Since there are 75 uniform polyhedra, including the five regular convex polyhedra, five polyhedral compounds, four Kepler-Poinsot solids, and thirteen Archimedean solids, constructing or collecting polyhedron models has become a common mathematical recreation. Polyhedron models are found in mathematics classrooms much as globes in geography classrooms.

Construction

Construction begins by choosing a size of the model, either the length of its edges or the height of the model. The size will dictate the material, the adhesive for edges, the construction time and the method of construction.

The second decision involves colours. A single-colour cardboard model is easiest to construct -- and some models can be made from folding a pattern on a single sheet of cardboard. Choosing colours requires geometric understanding of the polyhedron. One way is to colour each face differently. A second way is to colour all square faces the same, all pentagon faces the same, and so forth. A third way is to colour opposite faces the same. A fourth way is to a different colour each face clockwise a certain vertex.

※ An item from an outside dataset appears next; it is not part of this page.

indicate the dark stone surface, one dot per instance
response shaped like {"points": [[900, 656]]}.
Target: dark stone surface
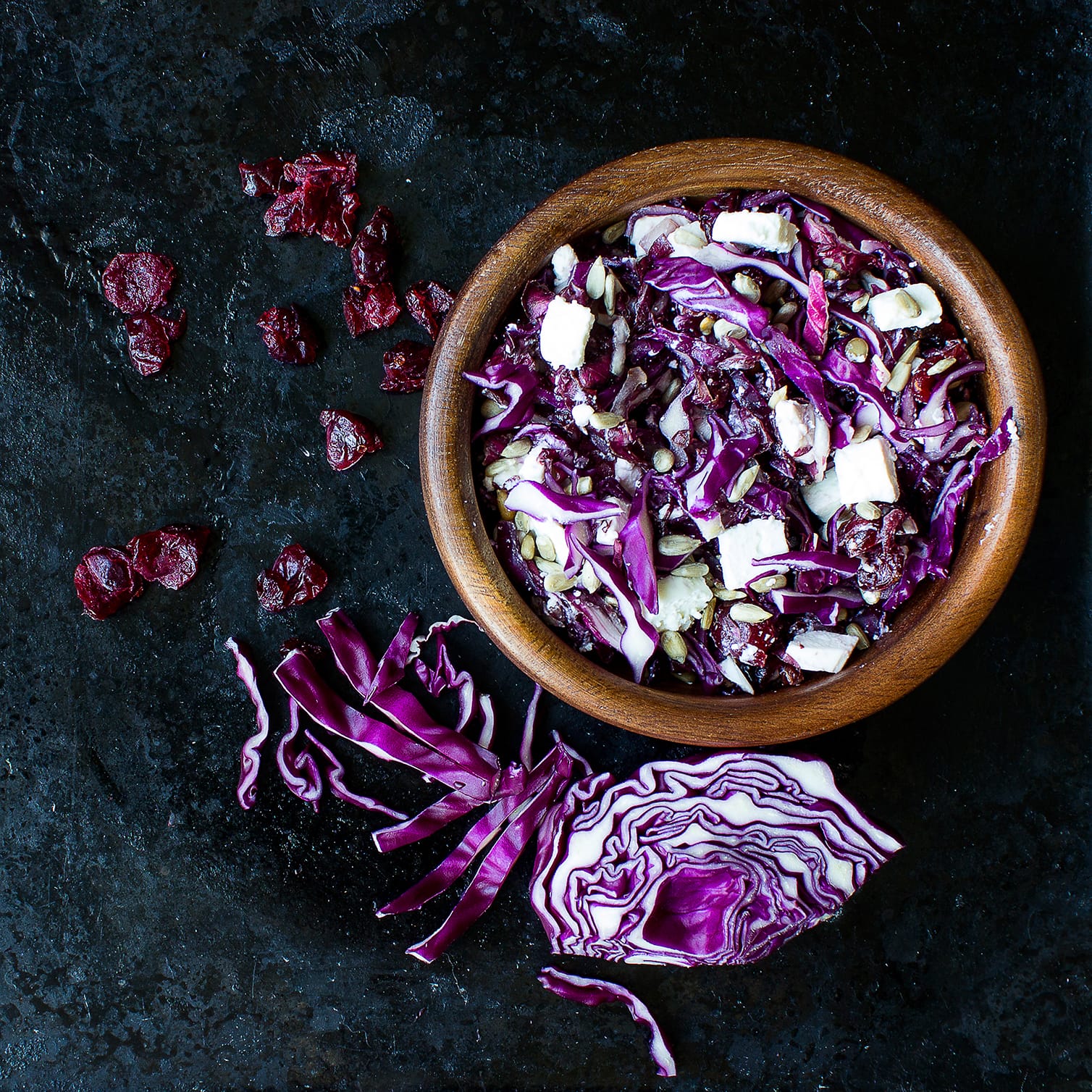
{"points": [[153, 935]]}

For example, an 20-face icosahedron can use twenty colours, one colour, ten colours or five colours, respectively.

Templates are then made. One way is to copy templates from a polyhedron-making book. A second way is drawing faces on paper or on computer-aided design software and then drawing on them the polyhedron's edges. The exposed sections of the faces are then traced or printed on template material.

A model, particularly a large one, may require another polyhedron as its inner structure or as a construction mold. A suitable inner structure prevents the model from collapsing from age.

The templates are then replicated unto the material, matching carefully the chosen colours.

Interactive computer models

Recent computer graphics technologies allowed people to rotate 3D polyhedron models on a computer video screen in all three dimensions. Recent technologies even provide shadows and textures for a more realistic effect.